Поезд с шумом пролетел мимо меня и равнодушно посветил мне своими красными окнами. Я видел, как он остановился у зеленых огней полустанка, постоял минуту и покатил далее. Пройдя версты две, я вернулся назад. Печальные мысли не оставляли меня. Как ни горько было мне, но, помнится, я как будто старался, чтобы мои мысли были печальнее и мрачнее. Знаете, у недалеких и самолюбивых людей бывают моменты, когда сознание, что они несчастны, доставляет им некоторое удовольствие, и они даже кокетничают перед самими собой своими страданиями. Много в моих мыслях было правды, но много и нелепого, хвастливого, и что-то мальчишески вызывающее было в моем вопросе: "Что же может случиться недоброе?"

"Да, что же случится? – спрашивал я себя, возвращаясь. – Кажется, все пережито. И болел я, и деньги терял, и выговоры каждый день от начальства получаю, и голодаю, и волк бешеный забегал во двор полустанка. Что еще? Меня оскорбляли, унижали… и я оскорблял на своем веку. Вот разве только преступником никогда не был, но на преступление я, кажется, неспособен, суда же не боюсь".

Два облачка уже отошли от луны и стояли поодаль с таким видом, как будто шептались о чем-то таком, чего не должна знать луна. Легкий ветерок пробежал по степи, неся глухой шум ушедшего поезда.

У порога дома встретила меня жена. Глаза ее весело смеялись, и все лицо дышало удовольствием.

– А у нас новость! – зашептала она. – Ступай скорее в свою комнату и надень новый сюртук: у нас гостья!

– Какая гостья?

– Сейчас с поездом приехала тетя Наталья Петровна.

– Какая Наталья Петровна?

– Жена моего дяди Семена Федорыча. Ты ее не знаешь. Она очень добрая и хорошая…

Вероятно, я нахмурился, потому что жена сделала серьезное лицо и зашептала быстро:

– Конечно, странно, что она приехала, но ты, Николай, не сердись и взгляни снисходительно. Она ведь несчастная. Дядя Семен Федорыч в самом деле деспот и злой, с ним трудно ужиться. Она говорит, что только три дня у нас проживет, пока не получит письма от своего брата.

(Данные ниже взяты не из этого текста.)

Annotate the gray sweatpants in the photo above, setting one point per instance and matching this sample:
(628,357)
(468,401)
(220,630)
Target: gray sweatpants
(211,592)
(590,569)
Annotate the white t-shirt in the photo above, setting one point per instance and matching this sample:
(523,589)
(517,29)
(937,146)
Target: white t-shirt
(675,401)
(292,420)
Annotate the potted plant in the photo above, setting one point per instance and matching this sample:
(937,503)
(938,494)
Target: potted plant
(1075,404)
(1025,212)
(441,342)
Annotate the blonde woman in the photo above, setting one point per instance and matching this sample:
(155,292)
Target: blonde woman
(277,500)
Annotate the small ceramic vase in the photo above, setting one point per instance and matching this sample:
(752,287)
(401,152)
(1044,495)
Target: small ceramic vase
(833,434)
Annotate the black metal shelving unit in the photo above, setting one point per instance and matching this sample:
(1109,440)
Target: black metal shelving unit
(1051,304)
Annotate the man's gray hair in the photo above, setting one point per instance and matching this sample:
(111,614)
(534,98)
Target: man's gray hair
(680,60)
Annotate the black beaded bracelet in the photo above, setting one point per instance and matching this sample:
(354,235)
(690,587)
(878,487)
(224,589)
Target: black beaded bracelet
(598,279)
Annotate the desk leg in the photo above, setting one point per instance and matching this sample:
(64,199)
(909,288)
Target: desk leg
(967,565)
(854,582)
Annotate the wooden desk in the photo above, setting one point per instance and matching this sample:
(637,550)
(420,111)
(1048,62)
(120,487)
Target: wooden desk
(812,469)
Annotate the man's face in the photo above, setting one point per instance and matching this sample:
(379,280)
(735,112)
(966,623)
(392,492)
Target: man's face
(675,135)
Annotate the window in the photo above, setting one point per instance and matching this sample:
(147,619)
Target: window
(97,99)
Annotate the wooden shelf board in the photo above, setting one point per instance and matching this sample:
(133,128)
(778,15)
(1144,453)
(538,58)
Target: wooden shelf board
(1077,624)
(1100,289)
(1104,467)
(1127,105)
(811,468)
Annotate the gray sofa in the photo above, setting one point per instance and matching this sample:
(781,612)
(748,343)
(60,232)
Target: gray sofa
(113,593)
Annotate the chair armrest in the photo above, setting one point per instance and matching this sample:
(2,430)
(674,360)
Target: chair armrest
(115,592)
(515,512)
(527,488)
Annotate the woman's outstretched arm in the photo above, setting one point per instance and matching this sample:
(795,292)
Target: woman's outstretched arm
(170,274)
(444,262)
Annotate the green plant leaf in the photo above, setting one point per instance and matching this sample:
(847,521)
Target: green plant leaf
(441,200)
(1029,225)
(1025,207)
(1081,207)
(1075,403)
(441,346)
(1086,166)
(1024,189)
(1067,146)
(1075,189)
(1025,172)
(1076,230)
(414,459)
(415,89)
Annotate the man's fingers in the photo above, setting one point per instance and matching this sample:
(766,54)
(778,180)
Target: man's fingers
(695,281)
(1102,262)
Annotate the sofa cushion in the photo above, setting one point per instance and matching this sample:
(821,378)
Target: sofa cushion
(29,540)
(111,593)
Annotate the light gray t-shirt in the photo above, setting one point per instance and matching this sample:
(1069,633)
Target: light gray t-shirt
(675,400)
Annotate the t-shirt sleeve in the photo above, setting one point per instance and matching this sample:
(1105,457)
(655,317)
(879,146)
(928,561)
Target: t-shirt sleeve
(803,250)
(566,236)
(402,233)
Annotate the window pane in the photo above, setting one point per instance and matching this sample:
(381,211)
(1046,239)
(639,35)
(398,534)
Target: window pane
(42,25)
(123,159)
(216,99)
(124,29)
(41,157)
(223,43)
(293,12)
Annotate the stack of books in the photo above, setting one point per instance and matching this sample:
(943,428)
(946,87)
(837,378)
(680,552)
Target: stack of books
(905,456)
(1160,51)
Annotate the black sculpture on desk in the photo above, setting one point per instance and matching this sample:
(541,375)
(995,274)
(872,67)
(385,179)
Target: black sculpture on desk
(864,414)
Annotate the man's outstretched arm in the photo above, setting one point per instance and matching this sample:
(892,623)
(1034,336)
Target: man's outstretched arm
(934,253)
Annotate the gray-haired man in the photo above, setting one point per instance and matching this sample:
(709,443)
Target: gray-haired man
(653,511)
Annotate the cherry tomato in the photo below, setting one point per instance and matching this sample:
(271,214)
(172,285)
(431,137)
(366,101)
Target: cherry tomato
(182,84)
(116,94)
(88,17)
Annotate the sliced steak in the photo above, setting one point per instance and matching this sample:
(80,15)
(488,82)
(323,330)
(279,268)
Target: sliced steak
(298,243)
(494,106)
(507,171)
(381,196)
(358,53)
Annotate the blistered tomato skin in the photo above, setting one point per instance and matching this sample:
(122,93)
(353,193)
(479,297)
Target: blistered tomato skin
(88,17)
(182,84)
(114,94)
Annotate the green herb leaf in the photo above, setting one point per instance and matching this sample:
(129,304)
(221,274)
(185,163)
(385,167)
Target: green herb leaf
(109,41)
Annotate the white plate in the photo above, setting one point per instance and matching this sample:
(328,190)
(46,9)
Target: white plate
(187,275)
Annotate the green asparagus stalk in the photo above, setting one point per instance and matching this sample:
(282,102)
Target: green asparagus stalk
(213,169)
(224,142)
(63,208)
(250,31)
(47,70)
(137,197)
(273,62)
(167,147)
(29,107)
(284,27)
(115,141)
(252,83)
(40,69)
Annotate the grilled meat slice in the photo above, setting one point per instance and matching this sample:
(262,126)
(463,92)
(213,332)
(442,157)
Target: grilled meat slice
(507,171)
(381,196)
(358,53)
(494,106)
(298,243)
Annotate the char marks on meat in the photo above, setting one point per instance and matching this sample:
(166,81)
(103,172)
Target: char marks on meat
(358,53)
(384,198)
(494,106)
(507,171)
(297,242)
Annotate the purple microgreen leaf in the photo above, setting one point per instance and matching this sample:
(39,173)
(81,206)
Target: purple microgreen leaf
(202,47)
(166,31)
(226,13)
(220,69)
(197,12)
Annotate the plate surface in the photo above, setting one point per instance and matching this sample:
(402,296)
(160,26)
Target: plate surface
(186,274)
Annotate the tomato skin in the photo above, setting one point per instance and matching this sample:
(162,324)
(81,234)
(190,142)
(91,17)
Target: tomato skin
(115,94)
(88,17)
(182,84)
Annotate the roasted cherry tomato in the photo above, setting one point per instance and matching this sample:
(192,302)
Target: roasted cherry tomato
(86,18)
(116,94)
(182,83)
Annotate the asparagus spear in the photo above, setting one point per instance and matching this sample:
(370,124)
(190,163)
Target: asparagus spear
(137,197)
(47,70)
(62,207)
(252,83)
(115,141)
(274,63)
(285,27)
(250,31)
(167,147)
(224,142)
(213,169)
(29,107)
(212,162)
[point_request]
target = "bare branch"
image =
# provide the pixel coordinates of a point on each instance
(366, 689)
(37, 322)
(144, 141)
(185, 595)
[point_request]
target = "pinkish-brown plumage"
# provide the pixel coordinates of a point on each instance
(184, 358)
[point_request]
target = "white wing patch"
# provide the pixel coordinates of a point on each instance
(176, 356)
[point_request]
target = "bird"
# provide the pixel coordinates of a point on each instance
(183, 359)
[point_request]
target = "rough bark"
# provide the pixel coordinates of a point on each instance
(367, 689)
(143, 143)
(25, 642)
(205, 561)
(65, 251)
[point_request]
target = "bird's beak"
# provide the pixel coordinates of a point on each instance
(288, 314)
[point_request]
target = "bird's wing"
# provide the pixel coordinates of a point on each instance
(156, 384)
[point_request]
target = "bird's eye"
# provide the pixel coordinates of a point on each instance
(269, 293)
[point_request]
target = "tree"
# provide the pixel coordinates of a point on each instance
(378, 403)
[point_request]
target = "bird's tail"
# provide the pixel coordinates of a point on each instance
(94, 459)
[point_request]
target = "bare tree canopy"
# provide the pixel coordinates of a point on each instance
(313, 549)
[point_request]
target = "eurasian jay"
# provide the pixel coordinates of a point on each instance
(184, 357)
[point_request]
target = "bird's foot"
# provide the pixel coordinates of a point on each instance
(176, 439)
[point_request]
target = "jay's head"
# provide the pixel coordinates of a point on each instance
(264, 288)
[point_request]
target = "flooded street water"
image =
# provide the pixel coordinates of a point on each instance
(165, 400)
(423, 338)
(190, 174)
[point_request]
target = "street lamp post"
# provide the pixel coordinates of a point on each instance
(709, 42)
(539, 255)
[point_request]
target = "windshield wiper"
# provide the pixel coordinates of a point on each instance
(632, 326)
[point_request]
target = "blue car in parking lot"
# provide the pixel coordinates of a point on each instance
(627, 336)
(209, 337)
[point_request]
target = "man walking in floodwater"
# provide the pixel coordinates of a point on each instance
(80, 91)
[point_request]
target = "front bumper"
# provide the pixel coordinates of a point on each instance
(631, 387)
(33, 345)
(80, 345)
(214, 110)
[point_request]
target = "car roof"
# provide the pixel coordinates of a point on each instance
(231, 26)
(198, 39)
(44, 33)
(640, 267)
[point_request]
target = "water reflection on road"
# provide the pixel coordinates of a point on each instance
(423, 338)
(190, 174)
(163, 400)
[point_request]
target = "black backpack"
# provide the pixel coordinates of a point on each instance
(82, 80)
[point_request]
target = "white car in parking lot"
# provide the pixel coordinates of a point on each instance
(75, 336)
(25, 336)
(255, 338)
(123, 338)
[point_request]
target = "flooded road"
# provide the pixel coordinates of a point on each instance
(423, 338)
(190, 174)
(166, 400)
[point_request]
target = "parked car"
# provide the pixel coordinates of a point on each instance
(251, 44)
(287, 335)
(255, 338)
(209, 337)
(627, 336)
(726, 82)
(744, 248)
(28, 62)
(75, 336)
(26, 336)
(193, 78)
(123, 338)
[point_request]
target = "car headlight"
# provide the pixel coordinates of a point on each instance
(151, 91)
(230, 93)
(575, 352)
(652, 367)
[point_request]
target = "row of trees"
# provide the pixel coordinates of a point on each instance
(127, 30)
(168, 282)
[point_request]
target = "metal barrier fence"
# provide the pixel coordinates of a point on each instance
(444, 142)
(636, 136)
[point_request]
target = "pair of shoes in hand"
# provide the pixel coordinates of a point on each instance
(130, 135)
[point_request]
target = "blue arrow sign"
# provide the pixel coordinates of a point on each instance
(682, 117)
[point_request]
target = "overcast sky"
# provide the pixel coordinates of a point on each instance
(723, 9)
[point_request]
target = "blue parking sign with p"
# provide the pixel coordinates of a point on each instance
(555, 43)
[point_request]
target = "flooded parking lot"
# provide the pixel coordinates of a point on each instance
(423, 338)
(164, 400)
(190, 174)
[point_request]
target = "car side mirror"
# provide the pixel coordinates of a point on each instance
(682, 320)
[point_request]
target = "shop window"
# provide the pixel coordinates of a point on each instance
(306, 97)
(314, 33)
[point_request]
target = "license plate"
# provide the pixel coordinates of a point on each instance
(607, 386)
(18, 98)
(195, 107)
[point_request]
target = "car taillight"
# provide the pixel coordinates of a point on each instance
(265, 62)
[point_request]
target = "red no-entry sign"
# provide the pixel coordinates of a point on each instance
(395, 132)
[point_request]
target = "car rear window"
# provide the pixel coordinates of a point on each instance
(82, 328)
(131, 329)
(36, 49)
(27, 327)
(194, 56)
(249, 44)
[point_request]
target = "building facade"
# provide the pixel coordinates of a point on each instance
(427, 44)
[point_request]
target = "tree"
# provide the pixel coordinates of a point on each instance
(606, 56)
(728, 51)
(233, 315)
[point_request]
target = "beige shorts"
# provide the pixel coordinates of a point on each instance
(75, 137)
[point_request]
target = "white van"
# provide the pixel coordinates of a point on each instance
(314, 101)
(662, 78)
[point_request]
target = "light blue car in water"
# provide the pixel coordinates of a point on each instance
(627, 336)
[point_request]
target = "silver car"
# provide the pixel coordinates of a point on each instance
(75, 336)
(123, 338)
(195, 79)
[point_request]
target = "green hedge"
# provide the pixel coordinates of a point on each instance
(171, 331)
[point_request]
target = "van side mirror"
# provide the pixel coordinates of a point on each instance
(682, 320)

Жена долго еще шептала мне какую-то чепуху про деспота дядюшку, про слабость человеческую вообще и молодых жен в частности, про обязанность нашу давать приют всем, даже большим грешникам, и проч. Не понимая ровно ничего, я надел новый сюртук и пошел знакомиться с "тетей".

За столом сидела маленькая женщина с большими черными глазами. Мой стол, серые стены, топорный диван… кажется, все до малейшей пылинки помолодело и повеселело в присутствии этого существа, нового, молодого, издававшего какой-то мудреный запах, красивого и порочного. А что гостья была порочна, я понял по улыбке, по запаху, по особой манере глядеть и играть ресницами, по тону, с каким она говорила с моей женой – порядочной женщиной… Не нужно ей было рассказывать мне, что она бежала от мужа, что муж ее стар и деспот, что она добра и весела. Я все понял с первого взгляда, да едва ли в Европе есть еще мужчины, которые не умеют отличить с первого взгляда женщину известного темперамента.

– А я не знала, что у меня есть такой крупный племянничек! – сказала тетя, протягивая мне руку и улыбаясь.

– А я не знал, что у меня есть такая хорошенькая тетя! – сказал я.

Снова начался ужин. Пробка с треском вылетела из второй бутылки, и моя тетя залпом выпила полстакана, а когда моя жена вышла куда-то на минутку, тетя уже не церемонилась и выпила целый стакан. Опьянел я и от вина, и от присутствия женщины. Вы помните романс?

Очи черные, очи страстные,
Очи жгучие и прекрасные,
Как люблю я вас,
Как боюсь я вас!

Не помню, что было потом. Кому угодно знать, как начинается любовь, тот пусть читает романы и длинные повести, а я скажу только немного и словами все того же глупого романса:

Знать, увидел вас
Я не в добрый час…

Все полетело к черту верхним концом вниз. Помнится мне страшный, бешеный вихрь, который закружил меня, как перышко. Кружил он долго и стер с лица земли и жену, и самую тетю, и мою силу. Из степного полустанка, как видите, он забросил меня на эту темную улицу.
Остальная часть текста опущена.